No dia 15 de Agosto, o Secretário-Geral da ONU Ban Ki-moon esteve no Paquistão e visitou um centro de socorro em Multan, onde se encontrou com vítimas das cheias.
“Estas inundações sem precedentes demandam ações de assistência sem precedentes”, declarou o secretário.
Durante a sua visita, Ban Ki-moon anunciou uma nova remessa de U$ 10 milhões do Fundo Central de Resposta para Emergências (CERF), além dos U$ 16 milhões com que o CERF já havia contribuído.
O nível das águas continua a subir em Sindh e no Baloquistão, duas grandes regiões ao sul do Paquistão.
Apesar dos esforços da comunidade internacional para levar ajuda aos mais necessitados, a imensa área atingida pelas chuvas e a grande quantidade de pessoas a serem atendidas, são as maiores dificuldades das equipes de auxílio e resgate.
A população diretamente afetada pela tragédia já passa dos 16 milhões e esse número tende a aumentar. Até ontem, 1402 pessoas morreram e 2024 ficaram feridas, segundo estimativas oficiais.
Risco de fome em médio e longo prazo
A agricultura é o principal meio de vida de mais de 80% da população atingida pelas cheias. Grande parte dos estoques de sementes foram perdidos, incluindo as sementes do trigo, base da alimentação no país.

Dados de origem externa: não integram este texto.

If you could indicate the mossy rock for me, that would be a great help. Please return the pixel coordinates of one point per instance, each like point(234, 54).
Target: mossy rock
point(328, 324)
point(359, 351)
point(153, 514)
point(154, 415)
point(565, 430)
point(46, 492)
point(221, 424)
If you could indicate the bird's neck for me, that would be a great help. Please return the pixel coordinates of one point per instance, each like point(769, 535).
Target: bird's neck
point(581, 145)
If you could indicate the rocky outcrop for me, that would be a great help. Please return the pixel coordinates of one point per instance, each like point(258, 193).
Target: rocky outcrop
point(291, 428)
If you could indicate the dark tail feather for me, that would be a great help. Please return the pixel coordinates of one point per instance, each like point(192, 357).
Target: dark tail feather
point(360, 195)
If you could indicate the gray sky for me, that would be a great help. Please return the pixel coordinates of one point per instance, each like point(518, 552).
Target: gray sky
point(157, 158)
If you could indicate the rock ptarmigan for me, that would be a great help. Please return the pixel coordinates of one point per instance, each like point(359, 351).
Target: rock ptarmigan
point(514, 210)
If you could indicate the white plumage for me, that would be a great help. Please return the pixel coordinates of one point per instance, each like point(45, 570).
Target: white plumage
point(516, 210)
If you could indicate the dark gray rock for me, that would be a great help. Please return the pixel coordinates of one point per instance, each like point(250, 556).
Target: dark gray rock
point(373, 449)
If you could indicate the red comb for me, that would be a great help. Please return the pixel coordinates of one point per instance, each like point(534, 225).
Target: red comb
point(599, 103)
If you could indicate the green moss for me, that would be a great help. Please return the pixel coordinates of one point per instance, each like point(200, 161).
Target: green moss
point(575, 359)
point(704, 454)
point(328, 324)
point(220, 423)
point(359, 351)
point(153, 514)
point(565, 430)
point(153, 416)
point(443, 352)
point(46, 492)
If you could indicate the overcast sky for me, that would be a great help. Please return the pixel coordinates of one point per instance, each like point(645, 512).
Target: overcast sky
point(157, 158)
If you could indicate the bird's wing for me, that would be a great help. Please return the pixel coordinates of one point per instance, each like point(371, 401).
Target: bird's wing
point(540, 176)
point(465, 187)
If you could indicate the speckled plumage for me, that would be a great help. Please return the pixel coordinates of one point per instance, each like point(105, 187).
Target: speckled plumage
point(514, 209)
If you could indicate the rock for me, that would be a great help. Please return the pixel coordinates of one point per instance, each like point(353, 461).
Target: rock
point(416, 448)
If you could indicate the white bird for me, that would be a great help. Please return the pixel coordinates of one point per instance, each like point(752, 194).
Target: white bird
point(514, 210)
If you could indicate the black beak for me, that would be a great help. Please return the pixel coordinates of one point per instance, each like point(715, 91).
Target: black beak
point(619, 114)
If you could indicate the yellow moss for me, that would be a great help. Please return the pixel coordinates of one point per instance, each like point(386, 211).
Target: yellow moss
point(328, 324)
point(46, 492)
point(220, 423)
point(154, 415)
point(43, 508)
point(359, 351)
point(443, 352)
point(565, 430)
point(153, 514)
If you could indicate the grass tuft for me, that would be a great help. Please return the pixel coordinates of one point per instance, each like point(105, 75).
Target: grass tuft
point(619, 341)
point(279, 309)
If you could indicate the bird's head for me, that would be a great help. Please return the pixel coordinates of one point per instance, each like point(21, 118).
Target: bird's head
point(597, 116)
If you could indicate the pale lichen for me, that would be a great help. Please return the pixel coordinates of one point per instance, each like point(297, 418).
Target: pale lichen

É importante plantar o trigo nos meses de setembro e outubro, que são as condições ideais de clima para que ela brote. Caso contrário, o agricultor só vai poder cultivar esse gênero no ano seguinte. As conseqüências disso para a segurança alimentar dos paquistaneses podem ser catastróficas.
Estima-se que 200 mil animais de criação tenham sido perdidos na tragédia, o que também irá se refletir na produção agrícola do país.
Ações de saúde e prevenção de doenças
Uma das maiores preocupações no momento é com relação às doenças de maior ocorrência em locais atingidos por enchentes. Nesse momento, é importante contar com ações que levem em conta higiene e limpeza, para evitar contágios.
A ActionAid tem distribuído kits para esses fins em todas as 8 áreas de trabalho. Médicos também estão sendo levados para atender as vítimas das cheias. No campo de refugiados de Lavyah, uma das áreas de atuação da organização, mais de 600 pessoas receberam atendimento médico.
A ActionAid já está desenvolvendo o seu plano de resposta para as enchentes no país com previsão de ações em longo prazo. O plano está previsto para ser executado em 18 meses e contará com a ajuda da equipe internacional para situações de emergência e conflito da organização.
Até agora 24 mil pessoas receberam ajuda da organização, mas com o plano de atuação espera-se que esse número chegue a 100 mil nos próximos meses.